「ROADRUSH」さんのページ

総レビュー数: 4レビュー(全て表示) 最終投稿: 2010年10月02日

このキン肉マン単体を一気に読むとなかなか評価は厳しいかも。
しかし、現在までの格闘漫画へ与えた影響度は計り知れず。
「北斗の拳」よりも大きいです。
ただ、この作品も作者は7人の悪魔超人編くらいまでで終わらせるつもりだったんだろうね。
日本の文化に影響を与えるくらいの人気になり、ジャンプにしても金のなる木ということで無理やり描かせた結果、かなりの無茶な話になってしまった。
それでも毎週連載の形態では毎回楽しみを与えてくれる魅力はあったんですよ。
連載物は単行本で一発で読むのとは違うワクワク感を与えてくれるものですが、「次回はどうなるのか!?」という引きが実にうまかったんです。

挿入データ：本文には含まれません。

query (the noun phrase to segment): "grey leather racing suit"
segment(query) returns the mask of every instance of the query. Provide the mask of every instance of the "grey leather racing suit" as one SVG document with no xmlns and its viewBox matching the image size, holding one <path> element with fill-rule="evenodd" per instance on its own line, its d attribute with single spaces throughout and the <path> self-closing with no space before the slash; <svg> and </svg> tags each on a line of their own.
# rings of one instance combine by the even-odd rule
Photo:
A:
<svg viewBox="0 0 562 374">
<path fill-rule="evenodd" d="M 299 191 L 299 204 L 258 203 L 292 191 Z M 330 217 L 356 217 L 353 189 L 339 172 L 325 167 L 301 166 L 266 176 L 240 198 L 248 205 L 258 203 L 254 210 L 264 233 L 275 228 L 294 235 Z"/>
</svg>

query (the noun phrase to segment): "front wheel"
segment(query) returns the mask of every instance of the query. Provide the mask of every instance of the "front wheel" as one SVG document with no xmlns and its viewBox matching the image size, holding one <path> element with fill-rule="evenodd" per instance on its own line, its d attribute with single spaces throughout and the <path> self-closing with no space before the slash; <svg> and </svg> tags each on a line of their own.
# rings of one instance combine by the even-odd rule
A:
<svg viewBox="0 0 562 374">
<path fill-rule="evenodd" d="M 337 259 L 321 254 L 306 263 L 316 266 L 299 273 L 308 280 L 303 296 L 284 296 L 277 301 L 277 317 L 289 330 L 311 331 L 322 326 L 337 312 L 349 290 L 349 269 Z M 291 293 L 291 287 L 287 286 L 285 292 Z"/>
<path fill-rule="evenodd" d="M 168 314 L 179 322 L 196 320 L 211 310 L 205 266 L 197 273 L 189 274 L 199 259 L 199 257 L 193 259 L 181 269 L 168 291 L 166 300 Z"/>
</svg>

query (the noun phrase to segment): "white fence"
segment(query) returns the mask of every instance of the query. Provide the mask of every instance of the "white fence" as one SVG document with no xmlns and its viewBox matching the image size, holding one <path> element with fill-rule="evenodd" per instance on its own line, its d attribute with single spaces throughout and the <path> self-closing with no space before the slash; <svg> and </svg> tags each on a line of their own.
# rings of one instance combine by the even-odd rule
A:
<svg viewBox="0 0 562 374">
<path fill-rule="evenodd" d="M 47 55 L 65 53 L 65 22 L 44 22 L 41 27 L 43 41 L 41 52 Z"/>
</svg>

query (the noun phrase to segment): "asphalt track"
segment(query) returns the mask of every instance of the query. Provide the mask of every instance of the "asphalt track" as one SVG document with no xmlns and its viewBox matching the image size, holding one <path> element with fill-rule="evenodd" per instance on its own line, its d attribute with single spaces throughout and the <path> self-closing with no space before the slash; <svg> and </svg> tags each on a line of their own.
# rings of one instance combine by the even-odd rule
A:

もうひとつ、このキン肉マンで、ジャンプのヒットパターンが生まれてしまいます。

最初はギャグ漫画でも何でも作者に好きなように描かせる。
その後は編集部が作者に命じて敵を出させる。
倒したらもっと凄い敵を出す・・・といった具合。
そして作者はひたすら戦闘描写のみ描きつづけなくちゃならなくなる。飽きられるまで。

過去の「巨人の星」「リン賭け」などでもその傾向はありましたが、キン肉マンの実験的試みがあまりにも素晴らしい成功をもたらしたため、その後のジャンプのマニュアルになってしまったのですね。
「幽々白書」や「とっても!ラッキーマン」などまさにそのパターンで、あとは作者がそのパターンを命じられ、ストーリーの自由がない中、いかに楽しませるかという勝負になっていきます。
キン肉マン単体には厳しい評価もあるかもしれませんが、日本の漫画文化そのものに与えた影響は凄まじいものがあると思います。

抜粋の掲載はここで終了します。